Ten years into a continuous treatment program in Uganda, Russell Ware, MD, Ph.D., and his team at Cincinnati Children's Hospital Medical Center have documented something that seemed almost impossible in sub-Saharan Africa: children with sickle cell disease are surviving and thriving. The NOHARM trial, which provided hydroxyurea treatment to young patients over a decade, has reduced annual mortality to just 1–2% — a stunning reversal in a region where about half of all children with the disease historically died by age 10.

For the families touched by this work, the difference is profound. Fewer hospitalizations. Fewer blood transfusions. Fewer devastating pain crises. Better growth and development. When results like these were published on May 27, 2026, in the New England Journal of Medicine, they shattered long-held assumptions about what's possible when treating sickle cell disease in resource-limited settings.

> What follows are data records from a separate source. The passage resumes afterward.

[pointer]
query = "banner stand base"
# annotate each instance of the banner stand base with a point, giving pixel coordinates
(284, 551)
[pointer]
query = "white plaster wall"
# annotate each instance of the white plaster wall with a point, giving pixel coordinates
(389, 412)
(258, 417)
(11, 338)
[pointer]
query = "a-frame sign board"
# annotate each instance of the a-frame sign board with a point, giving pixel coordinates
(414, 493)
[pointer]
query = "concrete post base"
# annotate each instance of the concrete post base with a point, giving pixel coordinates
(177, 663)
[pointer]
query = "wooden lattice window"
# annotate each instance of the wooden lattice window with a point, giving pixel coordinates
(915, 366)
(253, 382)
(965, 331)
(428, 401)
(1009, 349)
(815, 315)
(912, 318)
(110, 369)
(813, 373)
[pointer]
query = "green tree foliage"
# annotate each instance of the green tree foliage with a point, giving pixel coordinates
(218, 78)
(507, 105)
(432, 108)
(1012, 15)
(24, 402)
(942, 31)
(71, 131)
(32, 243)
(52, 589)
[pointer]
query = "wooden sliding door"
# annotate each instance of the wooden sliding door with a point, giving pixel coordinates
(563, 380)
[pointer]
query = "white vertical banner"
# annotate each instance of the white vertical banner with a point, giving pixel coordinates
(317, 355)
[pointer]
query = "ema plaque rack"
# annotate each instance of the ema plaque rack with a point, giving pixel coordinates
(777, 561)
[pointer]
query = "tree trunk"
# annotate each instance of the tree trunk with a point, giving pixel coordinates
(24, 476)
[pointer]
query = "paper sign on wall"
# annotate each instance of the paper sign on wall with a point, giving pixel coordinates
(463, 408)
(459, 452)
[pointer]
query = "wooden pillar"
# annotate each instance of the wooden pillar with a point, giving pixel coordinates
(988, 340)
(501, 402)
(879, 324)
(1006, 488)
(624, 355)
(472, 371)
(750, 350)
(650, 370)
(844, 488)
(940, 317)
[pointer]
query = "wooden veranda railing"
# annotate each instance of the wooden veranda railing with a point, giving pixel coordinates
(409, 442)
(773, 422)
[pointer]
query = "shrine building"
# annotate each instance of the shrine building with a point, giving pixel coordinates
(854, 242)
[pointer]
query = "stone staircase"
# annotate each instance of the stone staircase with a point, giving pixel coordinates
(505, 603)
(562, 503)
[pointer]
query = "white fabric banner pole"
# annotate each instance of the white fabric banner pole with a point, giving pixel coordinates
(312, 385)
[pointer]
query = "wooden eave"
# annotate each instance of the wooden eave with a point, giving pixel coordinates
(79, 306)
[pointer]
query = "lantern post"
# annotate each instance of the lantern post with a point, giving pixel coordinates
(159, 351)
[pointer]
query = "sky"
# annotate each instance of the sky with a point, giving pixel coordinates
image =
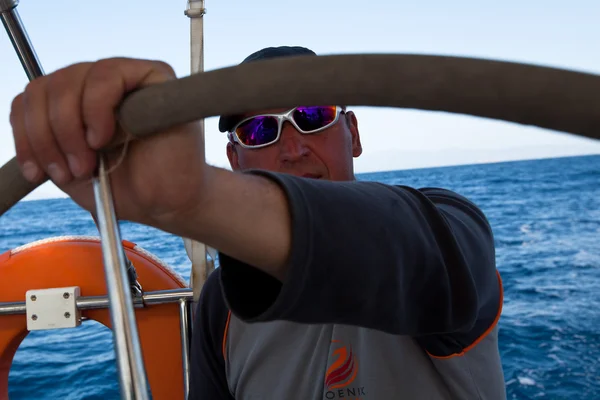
(542, 32)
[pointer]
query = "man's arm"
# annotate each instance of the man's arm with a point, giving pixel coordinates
(396, 259)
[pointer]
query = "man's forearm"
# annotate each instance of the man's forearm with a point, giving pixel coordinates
(243, 215)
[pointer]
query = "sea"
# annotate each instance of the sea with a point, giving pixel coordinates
(545, 216)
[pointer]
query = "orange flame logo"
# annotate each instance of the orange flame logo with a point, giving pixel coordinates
(342, 371)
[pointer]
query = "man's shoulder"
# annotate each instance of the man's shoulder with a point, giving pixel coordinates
(211, 298)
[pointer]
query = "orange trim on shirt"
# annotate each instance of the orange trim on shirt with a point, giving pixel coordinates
(487, 332)
(224, 346)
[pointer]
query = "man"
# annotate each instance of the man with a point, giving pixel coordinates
(329, 288)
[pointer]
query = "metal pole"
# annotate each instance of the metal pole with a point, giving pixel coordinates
(168, 296)
(132, 374)
(184, 318)
(197, 251)
(129, 356)
(19, 38)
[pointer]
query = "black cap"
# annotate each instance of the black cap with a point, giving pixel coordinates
(228, 122)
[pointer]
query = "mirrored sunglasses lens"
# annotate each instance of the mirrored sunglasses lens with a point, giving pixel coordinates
(312, 118)
(257, 131)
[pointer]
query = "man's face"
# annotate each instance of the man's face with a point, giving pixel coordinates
(327, 154)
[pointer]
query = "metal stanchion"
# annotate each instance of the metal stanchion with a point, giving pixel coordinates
(132, 375)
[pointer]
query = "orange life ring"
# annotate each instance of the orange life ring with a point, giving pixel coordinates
(77, 261)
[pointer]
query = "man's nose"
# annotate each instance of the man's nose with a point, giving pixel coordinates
(292, 144)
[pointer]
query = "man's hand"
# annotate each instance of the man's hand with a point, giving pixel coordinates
(62, 119)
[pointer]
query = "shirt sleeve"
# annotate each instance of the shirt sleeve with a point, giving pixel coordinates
(391, 258)
(208, 378)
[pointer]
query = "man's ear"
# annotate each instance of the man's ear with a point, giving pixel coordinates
(232, 155)
(352, 123)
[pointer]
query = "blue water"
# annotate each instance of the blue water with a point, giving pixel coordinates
(546, 219)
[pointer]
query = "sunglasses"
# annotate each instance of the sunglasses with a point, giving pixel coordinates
(265, 129)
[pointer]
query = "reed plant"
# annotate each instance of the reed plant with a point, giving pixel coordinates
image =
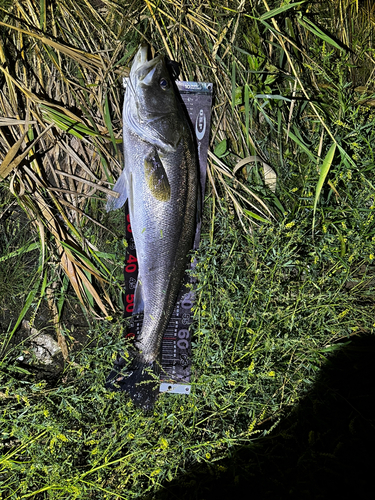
(285, 266)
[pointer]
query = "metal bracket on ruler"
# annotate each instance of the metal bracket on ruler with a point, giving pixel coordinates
(175, 388)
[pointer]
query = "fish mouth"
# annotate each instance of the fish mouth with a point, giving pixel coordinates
(143, 66)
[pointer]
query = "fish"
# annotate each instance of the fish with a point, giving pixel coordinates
(160, 180)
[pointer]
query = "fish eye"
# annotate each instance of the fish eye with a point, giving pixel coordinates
(164, 83)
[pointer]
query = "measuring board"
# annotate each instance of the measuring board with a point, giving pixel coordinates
(176, 343)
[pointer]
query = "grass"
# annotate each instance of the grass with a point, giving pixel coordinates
(285, 276)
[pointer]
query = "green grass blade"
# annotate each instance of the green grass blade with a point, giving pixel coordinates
(233, 84)
(279, 10)
(310, 26)
(323, 174)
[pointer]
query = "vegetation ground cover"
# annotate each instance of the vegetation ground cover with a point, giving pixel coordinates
(285, 276)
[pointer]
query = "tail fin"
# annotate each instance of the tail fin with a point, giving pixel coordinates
(142, 383)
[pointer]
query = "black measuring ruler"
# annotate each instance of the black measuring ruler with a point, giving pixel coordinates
(176, 344)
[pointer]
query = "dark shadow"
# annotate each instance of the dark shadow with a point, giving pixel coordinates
(324, 450)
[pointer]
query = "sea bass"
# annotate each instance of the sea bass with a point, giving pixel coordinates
(161, 182)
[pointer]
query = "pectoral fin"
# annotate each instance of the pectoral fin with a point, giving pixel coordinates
(119, 187)
(138, 298)
(156, 178)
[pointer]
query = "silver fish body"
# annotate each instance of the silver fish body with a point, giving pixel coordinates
(160, 180)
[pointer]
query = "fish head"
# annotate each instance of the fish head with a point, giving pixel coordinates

Sickle cell disease affects an estimated 300,000 to 400,000 babies born annually in sub-Saharan Africa, making the continent home to one of the world's largest populations living with the painful blood disorder. For decades, that geographic reality translated to a cruel disparity: while children in the United States now enjoy life expectancies exceeding 50 years — thanks to mandatory newborn screening, penicillin prophylaxis, transfusions, and newer gene therapies — African children with the same disease faced drastically different odds.

Hydroxyurea changed that calculus. Originally developed to treat cancer and HIV, the medication costs as little as 10 cents to $1 per capsule in Africa. It works by prompting the body to produce fetal hemoglobin, a form of hemoglobin that prevents red blood cells from sickling in the first place. The result is a dramatic reduction in painful crises, acute chest syndrome episodes, and the need for blood transfusions.

What made the NOHARM trial particularly significant was not just that hydroxyurea worked — earlier studies had already shown promise — but how well it worked at higher doses. Ware and his colleagues discovered that patients could safely tolerate "maximum tolerated doses" as high as 30 mg/kg/day, substantially higher than the initial fixed doses of 15–20 mg/kg/day used in earlier research. These higher doses proved significantly more effective while raising no major long-term safety concerns.

The implications ripple far beyond Uganda. Since launching clinical trials in 2014, Ware's team has replicated these successes across six African nations: the REACH trial spanning Angola, the Democratic Republic of Congo, Kenya, and Uganda; the PIVOT trial in Ghana; the ADAPT trial in Uganda; and the SPHERE trial in Tanzania. Each study returned similarly encouraging results. Today, national sickle cell guidelines in Uganda, Kenya, and Tanzania all recommend hydroxyurea, and the World Health Organization includes it on its list of essential medicines.

"These findings matter globally because they show that a proven sickle cell therapy can work safely and effectively even in settings complicated by malaria, malnutrition, and limited access to care," Ware reflects. That statement carries weight not just as a scientific observation but as a call to action — a reminder that transformative health interventions need not be expensive or high-tech to save lives. What matters is evidence, access, and the will to scale solutions that work. In Uganda and across Africa, that will is growing, and children are living longer because of it.